Sunday, January 29, 2006

From HQ

It is a banner day here at B-ristica Internationale: surely there must be some mistake, some glitch in the numbers which has caused the "profile views" section to jump into the seventies. No matter, we are breaking out the champagne anyway, throwing a veritable party, to invoke the song. Because, realize: that is not even the official tally of who has visited or demonstrated some interest, which is way higher. Amazing.

In any case, as promised, we here at B-ristica Internationale will settle for bringing you no less than the absolute best–or worst, as the case may be. It was a mundane weekend. The most mundane of mundane weekends, really. That’s the way we kick it, sometimes. You hang out with people who have colds, you get sick. That’s how it goes. And besides, was I not looking out the window this morning and thinking profound thoughts. A contemplative look, you might imagine. Stroking my chin. This is life, I said to myself. It is comprised of these moments, drizzle coming down. Sure, you go to a party once in a while, work it out. But really, those are just things you tell people about later, which is totally different from actual living. Never mind, though. Forget I just said that. I see you giving me weird looks, B.; yeah, I’m looking at you. I never should have taken that philosophy class in college. One book into the semester and years of indoctrination and social training are thrown out the window.

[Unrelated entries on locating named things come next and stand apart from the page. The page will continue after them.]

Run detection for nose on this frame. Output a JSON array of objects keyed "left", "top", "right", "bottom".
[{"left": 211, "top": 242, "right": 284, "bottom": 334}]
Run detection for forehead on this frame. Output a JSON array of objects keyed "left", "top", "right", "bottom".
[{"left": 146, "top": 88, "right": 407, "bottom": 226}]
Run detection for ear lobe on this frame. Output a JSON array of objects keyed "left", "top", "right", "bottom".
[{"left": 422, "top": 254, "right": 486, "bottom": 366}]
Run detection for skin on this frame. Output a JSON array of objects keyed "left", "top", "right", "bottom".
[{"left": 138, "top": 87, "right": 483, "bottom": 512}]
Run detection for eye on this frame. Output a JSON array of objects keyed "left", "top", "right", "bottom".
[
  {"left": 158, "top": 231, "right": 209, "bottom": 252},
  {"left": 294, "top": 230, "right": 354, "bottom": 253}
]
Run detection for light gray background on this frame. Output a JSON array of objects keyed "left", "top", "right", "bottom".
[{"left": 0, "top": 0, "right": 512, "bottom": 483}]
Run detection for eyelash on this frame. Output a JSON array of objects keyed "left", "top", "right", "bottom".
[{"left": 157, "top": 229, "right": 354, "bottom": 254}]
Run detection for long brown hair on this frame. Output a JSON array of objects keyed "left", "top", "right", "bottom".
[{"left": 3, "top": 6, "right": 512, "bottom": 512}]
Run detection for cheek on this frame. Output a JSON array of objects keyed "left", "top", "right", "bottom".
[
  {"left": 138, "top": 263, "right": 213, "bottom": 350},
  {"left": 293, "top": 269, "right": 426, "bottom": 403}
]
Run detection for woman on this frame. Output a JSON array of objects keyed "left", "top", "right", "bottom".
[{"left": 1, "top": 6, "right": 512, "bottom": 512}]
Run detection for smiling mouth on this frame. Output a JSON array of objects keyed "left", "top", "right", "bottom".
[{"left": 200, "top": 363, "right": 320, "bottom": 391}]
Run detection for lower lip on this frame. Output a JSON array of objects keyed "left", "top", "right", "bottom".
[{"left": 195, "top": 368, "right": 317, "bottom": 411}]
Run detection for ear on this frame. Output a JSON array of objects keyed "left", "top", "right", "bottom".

Getting a little heavy there. Sorry. The rest of the weekend was spent in the gluttonous fashion of putting as many albums onto the Ipod as humanly possible in a day. Something akin to the chubby kid in a Ponderosa Steakhouse, with no parental supervision and full-on access to the salad bar. That pretty much typifies my relationship with music. Yeah, I’ll probably never listen to this Dinosaur Jr. import I just found under the bed, but fuck it because there’s pretty much room there for whatever. The attendants come over and I have ice-cream all over my face. "What?" I yell from behind the headphones. "I can’t hear you." That’s pretty much apropos, though, because remember: we are having a party.